Cass. Civ. 1 3 février 2010 N°09-65345
Avant son mariage avec Mme X. sous le régime de la communauté, M. Y. a acquis un terrain, cette acquisition étant partiellement financée au moyen de deniers communs, sur lequel il a fait édifier, pendant le mariage, une maison d'habitation financée par un emprunt remboursé au moyen de ses deniers propres. Statuant sur les difficultés nées de la liquidation et du partage, après divorce, de la communauté, l'arrêt attaqué a fixé la récompense due par le mari à la communauté au titre de l'acquisition du terrain, décidé que celle-ci était redevable envers lui de récompenses au titre, d'une part, d'une " indemnité transactionnelle de dommages-intérêts de 93 000 francs " qui lui avait été allouée après son licenciement, cette indemnité constituant un bien propre et, d'autre part, d'une certaine proportion de l'indemnité de licenciement correspondant à la partie de l'ancienneté acquise avant le mariage, constituant également un bien propre.
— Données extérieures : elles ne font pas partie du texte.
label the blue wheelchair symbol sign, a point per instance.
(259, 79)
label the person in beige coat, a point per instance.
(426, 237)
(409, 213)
Au visa des articles 1401 et 1404, alinéa 1er, du code civil, la Cour de cassation rappelle qu'il résulte de ces textes que les indemnités allouées à un époux entrent en communauté, à l'exception de celles qui sont exclusivement attachées à la personne du créancier .
Pour décider que l'" indemnité transactionnelle à caractère de dommages-intérêts " d'un montant de 93 000 francs perçue par M. Y. à la suite de son licenciement prononcé le 11 juillet 1991, en exécution d'un " protocole d'accord " du 23 août 1991, en sus de l'indemnité conventionnelle de licenciement et de l'indemnité compensatrice de congés payés, constituait un bien propre et que, versée sur un compte joint ouvert au nom des deux époux, elle ouvrait droit à récompense, l'arrêt retient qu'il résulte de l'attestation établie le 20 mai 2004 par le mandataire de l'employeur ayant négocié le " protocole " que l'objet de cet accord était de réparer le préjudice tant professionnel que personnel de M. Y. et d'une attestation établie le 9 mai 2008 par le responsable des ressources humaines de l'entreprise que l'indemnité litigieuse, à la différence de l'indemnité de congédiement, réparait un préjudice moral et personnel.
La Cour de cassation juge que "en statuant ainsi, alors que cette indemnité, versée au salarié en sus de l'indemnité de licenciement et de l'indemnité compensatrice de congés payés, avait pour objet de réparer le préjudice résultant de la perte de son emploi , et non un dommage affectant uniquement sa personne, la cour d'appel a violé les textes susvisés".
En outre, pour décider que la communauté était redevable d'une récompense envers M. Y. au titre d'une partie de l'indemnité de licenciement perçue par ce dernier à la suite de son licenciement prononcé pendant le mariage, l'arrêt retient que cette indemnité a été calculée, pour partie, en fonction de l'ancienneté acquise par le salarié avant son mariage, que, dès lors, même versée pendant la vie commune, cette indemnité est propre à proportion de l'ancienneté acquise avant le mariage et qu'elle a été versée sur un compte joint ouvert au nom des deux époux.
La Cour de cassation juge que "en statuant ainsi, alors que la créance d'indemnité de licenciement ayant pour objet de réparer le préjudice résultant pour le mari de la perte de son emploi, née le jour de la notification de la rupture du contrat de travail, était entrée en totalité en communauté , peu important ses modalités de calcul, la cour d'appel a violé les textes susvisés".
L'arrêt de la Cour d'appel est donc cassé mais seulement en ce qu'il a dit que l'indemnité transactionnelle de licenciement est un bien propre de M. Y. et que M. Y. est fondé à solliciter une récompense de 18 035 euros sur la somme de 41 304, 99 euros réparant son préjudice professionnel perçue par la communauté à la suite de son licenciement.